Federal Aviation Administration
With the congressional mandate requiring most aircraft to be equipped with an ELT, the FAA works very closely with the U.S. Mission Control Center (USMCC) and the AFRCC to readily locate the source of ELT signals. All ELT signals reported to FAA facilities are immediately forwarded to the AFRCC and jointly investigated as probable distress signals.50
Civil Air Patrol
In 1948, the CAP was permanently chartered by the U.S. Congress as the official auxiliary of the U.S. Air Force. As such, this nonprofit organization of volunteers was charged with three primary missions: development of aviation through aerospace education, a cadet youth program, and emergency services. As of this writing, the CAP boasts more than 64,000 members, including more than 27,000 cadets between the ages of 12 and 20 years; the world’s largest fleet of single-engine, piston aircraft; and access to 1000 emergency service vehicles. It is proud of the fact that it saves 100 lives per year.5
The CAP is the AFRCC’s prime air resource for the inland area. The AFRCC maintains an alert roster provided by CAP wings in each of the 48 contiguous states and is the central point of contact for CAP participation in SAR missions. The AFRCC also works closely with CAP national headquarters and directly provides input for CAP training in emergency services. Visit http://www.gocivilairpatrol.com for more information.

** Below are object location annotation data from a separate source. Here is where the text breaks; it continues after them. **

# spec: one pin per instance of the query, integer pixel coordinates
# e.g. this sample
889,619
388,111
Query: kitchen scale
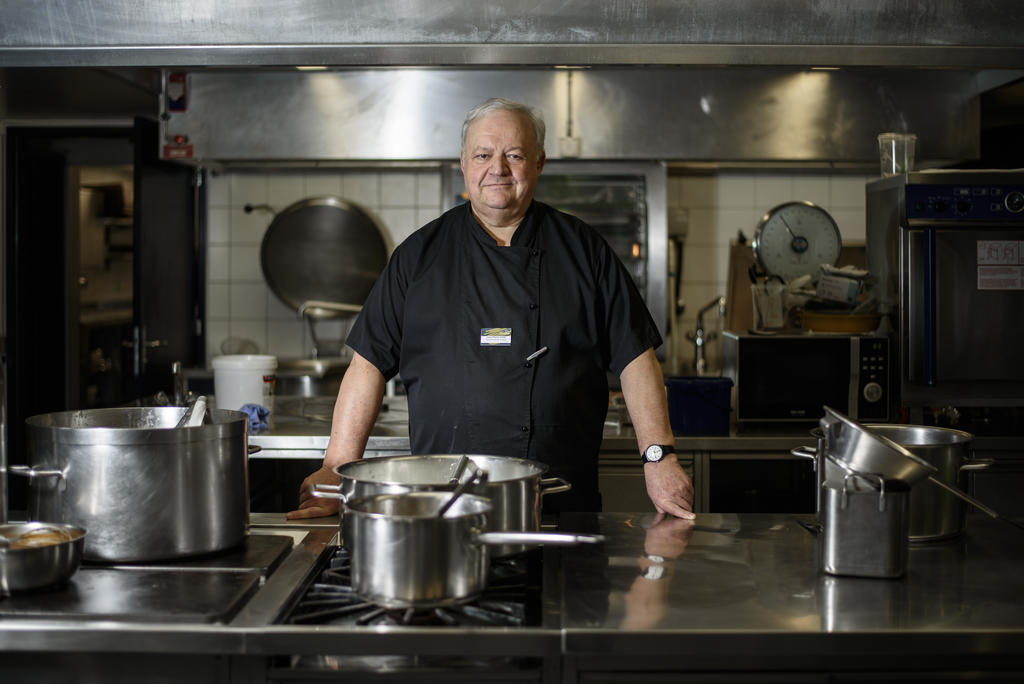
795,239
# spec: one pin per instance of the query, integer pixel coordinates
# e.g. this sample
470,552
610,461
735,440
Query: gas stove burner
511,599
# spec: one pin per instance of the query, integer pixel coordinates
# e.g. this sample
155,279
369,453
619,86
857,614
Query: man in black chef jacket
502,317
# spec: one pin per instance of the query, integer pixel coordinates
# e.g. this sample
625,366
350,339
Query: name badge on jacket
496,337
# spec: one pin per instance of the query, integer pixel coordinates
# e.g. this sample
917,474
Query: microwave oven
788,378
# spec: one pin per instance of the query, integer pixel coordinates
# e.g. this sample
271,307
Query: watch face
795,239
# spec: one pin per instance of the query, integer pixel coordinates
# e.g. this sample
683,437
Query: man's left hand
670,487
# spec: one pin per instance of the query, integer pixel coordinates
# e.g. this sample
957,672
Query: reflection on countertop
761,572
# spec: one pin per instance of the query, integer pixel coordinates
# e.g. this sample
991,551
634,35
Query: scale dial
795,239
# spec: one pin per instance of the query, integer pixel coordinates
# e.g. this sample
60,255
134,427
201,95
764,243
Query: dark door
41,274
166,274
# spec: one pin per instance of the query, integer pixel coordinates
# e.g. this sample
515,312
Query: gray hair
500,103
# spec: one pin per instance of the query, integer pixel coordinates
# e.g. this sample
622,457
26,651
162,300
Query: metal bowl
38,566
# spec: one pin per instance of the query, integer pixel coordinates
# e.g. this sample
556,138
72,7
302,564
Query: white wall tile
286,339
324,183
846,193
218,190
700,226
363,188
698,191
248,188
217,302
397,189
729,222
250,330
279,310
248,300
428,189
812,188
218,262
734,190
216,333
284,189
218,225
400,223
850,222
704,265
771,190
245,263
248,228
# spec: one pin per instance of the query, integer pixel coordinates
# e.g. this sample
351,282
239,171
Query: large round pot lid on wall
322,255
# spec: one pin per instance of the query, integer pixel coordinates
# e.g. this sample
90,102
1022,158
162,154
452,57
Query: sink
310,377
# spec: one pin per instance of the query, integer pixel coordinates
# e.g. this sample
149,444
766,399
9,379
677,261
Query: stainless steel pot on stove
515,486
404,556
142,487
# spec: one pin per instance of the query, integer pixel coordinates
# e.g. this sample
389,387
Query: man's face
501,165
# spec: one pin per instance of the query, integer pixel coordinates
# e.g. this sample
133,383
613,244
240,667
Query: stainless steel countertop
729,580
754,579
300,427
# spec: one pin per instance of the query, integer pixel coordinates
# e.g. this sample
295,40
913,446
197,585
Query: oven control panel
985,202
872,378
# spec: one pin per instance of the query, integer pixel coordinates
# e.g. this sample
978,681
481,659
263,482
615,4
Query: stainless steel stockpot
515,486
935,513
404,556
144,488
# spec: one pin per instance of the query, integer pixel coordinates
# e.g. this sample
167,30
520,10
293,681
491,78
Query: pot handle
978,464
28,471
806,453
557,539
558,485
328,492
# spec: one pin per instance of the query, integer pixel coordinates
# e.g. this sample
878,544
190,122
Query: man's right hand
314,507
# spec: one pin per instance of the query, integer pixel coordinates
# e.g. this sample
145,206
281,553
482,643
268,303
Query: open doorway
102,206
101,272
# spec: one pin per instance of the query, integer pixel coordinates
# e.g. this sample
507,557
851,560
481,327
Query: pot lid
323,249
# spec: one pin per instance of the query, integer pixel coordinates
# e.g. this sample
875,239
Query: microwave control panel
872,377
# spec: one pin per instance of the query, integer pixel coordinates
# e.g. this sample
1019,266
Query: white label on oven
1000,264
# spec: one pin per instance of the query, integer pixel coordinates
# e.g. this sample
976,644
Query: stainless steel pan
868,452
403,556
515,486
34,555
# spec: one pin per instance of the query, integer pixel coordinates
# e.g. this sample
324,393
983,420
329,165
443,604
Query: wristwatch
655,453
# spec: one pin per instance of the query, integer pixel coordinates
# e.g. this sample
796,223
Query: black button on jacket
457,316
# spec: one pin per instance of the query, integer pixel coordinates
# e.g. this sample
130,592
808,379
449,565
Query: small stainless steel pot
515,486
38,566
404,556
144,488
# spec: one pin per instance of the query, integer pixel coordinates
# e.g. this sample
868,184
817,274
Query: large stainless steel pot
867,452
404,556
936,514
142,487
515,486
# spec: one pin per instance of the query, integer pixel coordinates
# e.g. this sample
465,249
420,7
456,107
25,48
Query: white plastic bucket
242,379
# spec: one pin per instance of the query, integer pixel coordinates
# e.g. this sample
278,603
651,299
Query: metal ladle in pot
867,452
479,478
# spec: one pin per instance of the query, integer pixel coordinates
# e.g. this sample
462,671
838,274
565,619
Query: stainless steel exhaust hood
672,114
980,34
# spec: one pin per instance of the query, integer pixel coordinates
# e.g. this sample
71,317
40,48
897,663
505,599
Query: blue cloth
257,415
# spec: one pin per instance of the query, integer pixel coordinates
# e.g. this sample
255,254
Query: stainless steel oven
947,249
790,378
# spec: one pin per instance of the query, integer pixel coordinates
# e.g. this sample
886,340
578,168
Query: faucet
700,337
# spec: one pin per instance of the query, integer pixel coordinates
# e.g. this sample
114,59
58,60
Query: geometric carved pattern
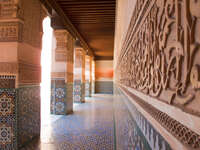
79,92
58,97
8,119
28,114
61,45
181,132
160,55
10,31
133,130
7,81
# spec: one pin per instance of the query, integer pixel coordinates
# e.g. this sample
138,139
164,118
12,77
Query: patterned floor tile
91,127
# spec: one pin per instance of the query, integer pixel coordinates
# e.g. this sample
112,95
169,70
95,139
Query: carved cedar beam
71,29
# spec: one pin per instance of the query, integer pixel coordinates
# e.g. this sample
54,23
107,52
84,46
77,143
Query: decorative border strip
178,130
141,11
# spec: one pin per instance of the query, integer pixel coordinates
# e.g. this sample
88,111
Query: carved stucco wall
20,44
159,63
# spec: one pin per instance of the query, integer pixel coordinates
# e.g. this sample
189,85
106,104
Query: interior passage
91,127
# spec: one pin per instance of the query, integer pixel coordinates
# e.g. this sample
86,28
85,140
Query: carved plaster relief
61,45
161,51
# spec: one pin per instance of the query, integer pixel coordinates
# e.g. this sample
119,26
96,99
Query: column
88,77
93,76
79,80
62,73
20,71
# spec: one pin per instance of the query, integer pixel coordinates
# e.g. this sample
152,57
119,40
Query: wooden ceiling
95,21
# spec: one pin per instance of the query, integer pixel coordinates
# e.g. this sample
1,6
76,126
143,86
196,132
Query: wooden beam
71,28
85,2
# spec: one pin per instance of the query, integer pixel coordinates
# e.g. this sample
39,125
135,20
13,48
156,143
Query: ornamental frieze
161,52
11,31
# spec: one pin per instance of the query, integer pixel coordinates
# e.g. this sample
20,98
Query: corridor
91,127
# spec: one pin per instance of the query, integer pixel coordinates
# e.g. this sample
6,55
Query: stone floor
91,127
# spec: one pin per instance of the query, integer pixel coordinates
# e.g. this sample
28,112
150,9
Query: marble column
79,80
20,71
62,73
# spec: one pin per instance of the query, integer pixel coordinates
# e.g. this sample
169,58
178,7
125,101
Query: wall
20,71
157,71
104,76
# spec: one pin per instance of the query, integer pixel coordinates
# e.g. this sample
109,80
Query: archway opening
46,72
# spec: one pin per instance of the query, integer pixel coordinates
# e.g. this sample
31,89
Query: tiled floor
91,127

U.S. Coast Guard Auxiliary
Many members of the auxiliary spend their weekends providing free boating safety courses to the public and free courtesy safety inspections to boaters. However, members also respond to minor SAR incidents, and the local USCG station, group, or district RCC coordinates their activities. Some auxiliarists have also become qualified to work in the RCCs or assist regular USCG facilities with regulating and patrolling regattas and other maritime events.45
With its 30,000 members, the auxiliary saves hundreds of lives each year, in addition to assisting thousands of boaters, performing courtesy marine examinations, teaching public and youth classes, and assisting the USCG in both administrative and operational missions.45
The State’s Role in SAR: Coordination and Support
If a local emergency manager, sheriff, or fire chief requests outside assistance in the form of specialized teams, search dogs, air support, or enhanced communications, the state agency for emergency services or emergency management can in most cases locate the nearest resources available and coordinate the response. If any federal resources are needed, such as air support or military personnel, the state agency provides a direct link to that resource. For instance, the AFRCC at Tyndall Air Force Base, Florida,42 has working agreements with all states that are updated periodically. Technically, the resources of local and state governments must have been exhausted or be unable to perform a task before federal support can be rendered. However, policy provides for immediate aid when time is critical and in life-or-death situations. Much discretion is given to military installation commanders regarding aid to civilian authorities, as long as the primary (military) mission of the resource is not impaired. In fact, most commanders appreciate the opportunity to fly actual missions. Access to these resources must be gained through the state and AFRCC.